Deep Learning Evaluation Metrics and Loss Functions

Evaluation Metrics Accuracy, Precision, and Recall

	Positive (Predicted Positive)	Negative (Predicted Negative)
True (Actual Positive)	TP	TN
False (Actual Negative)	FP	FN

For positive cases, the calculations are:

Accuracy (ACC): (Acc= \frac{TP+TN}{TP+TN+FP+FN})
Precision: (\frac{TP}{TP+FP})
Recall: (\frac{TP}{TP+FN})
F1 Score: (\frac{2\times Precision \times Recall}{Precision+ Recall})

Metric	Advantages	Disadvantages
Accuracy	- Intuitive and easy to understand	- Can be misleading in class imbalance scenarios
Precision	- Measures proportion of predicted positives that are actually positive; useful for avoiding false positives	- May ignore recall, leading to missed positive samples (false negatives)
Recall	- Measures model's ability to identify positive samples; useful for avoiding false negatives	- May result in lower precision, increasing false positives
F1 Score	- Blaances precision and recall, suitable for imbalanced tasks	- Doesn't separately reflect precision or recall, may not be suitable for scenarios requiring focus on one metric

BLEU Score BLEU uses an N-gram matching approach, comparing the similarity between machine translation and reference translation.
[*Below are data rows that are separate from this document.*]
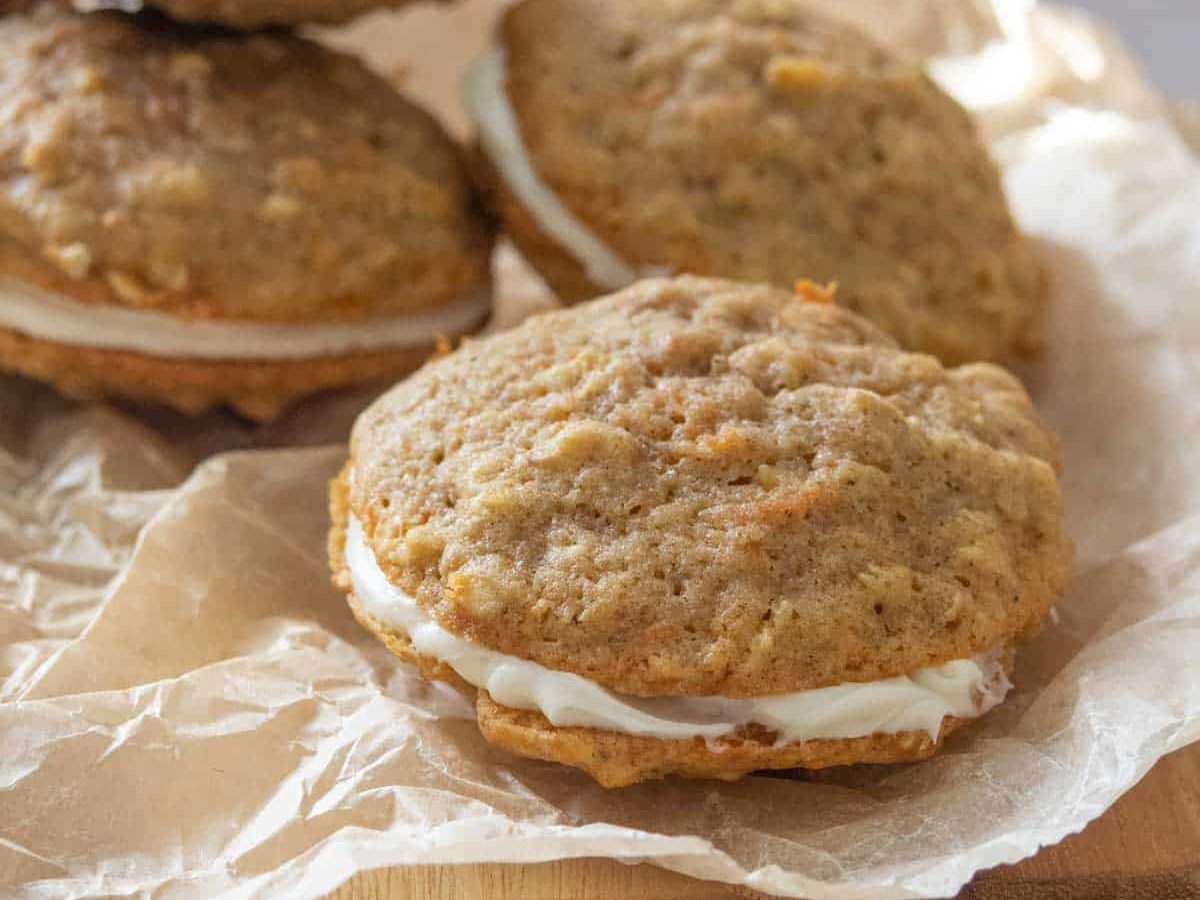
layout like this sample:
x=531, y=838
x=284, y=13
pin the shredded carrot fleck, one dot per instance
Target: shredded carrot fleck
x=813, y=293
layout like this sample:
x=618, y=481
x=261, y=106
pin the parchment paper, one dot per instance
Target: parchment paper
x=193, y=713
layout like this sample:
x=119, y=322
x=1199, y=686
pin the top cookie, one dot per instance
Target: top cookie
x=213, y=175
x=759, y=141
x=264, y=13
x=703, y=487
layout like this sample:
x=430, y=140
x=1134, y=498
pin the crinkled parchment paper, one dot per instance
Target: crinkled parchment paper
x=193, y=713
The principle is simple - it calculates the proportion of matching n-grams between the two texts.

Original: 今天天气不错 Machine Translation: It is a nice day today Human Translation: Today is a nice day

For 1-gram: 5 words matched out of 6, giving a matching score of: (5/6)

For 3-gram: Matching score calculated as: (2/4)

After incorporating recall rate and penalty factor, the BLEU formula becomes:

[BLEU = BP \times exp(\sum_{n=1}^{N}W_nlogP_n) ]

Example implementation using sacrebleu library:

import sacrebleu
translations = ['我有一个帽衫', '大大的帽子']
references = [['你好，我有一个帽衫', '帽子大大的']]
bleu_score = sacrebleu.corpus_bleu(translations, references, tokenize='zh')
print(float(bleu_score.score))
# 59.809989126151606

Loss Functions Cross-Entropy Loss Cross-entropy loss is used for classification tasks, measuring the difference between predicted probability distribution and true label distribution. It's commonly used for multi-class problems. The formula for multi-class cross-entropy loss is:

[L = -\sum_{i=1}^{N}y_ilog(p_i) ]

Where (N) is the number of classes, (y_i) is the true label, and (p_i) is the model's predicted probability. For binary classification, the formula becomes: (Loss=−[ylog(p)+(1−y)log(1−p)])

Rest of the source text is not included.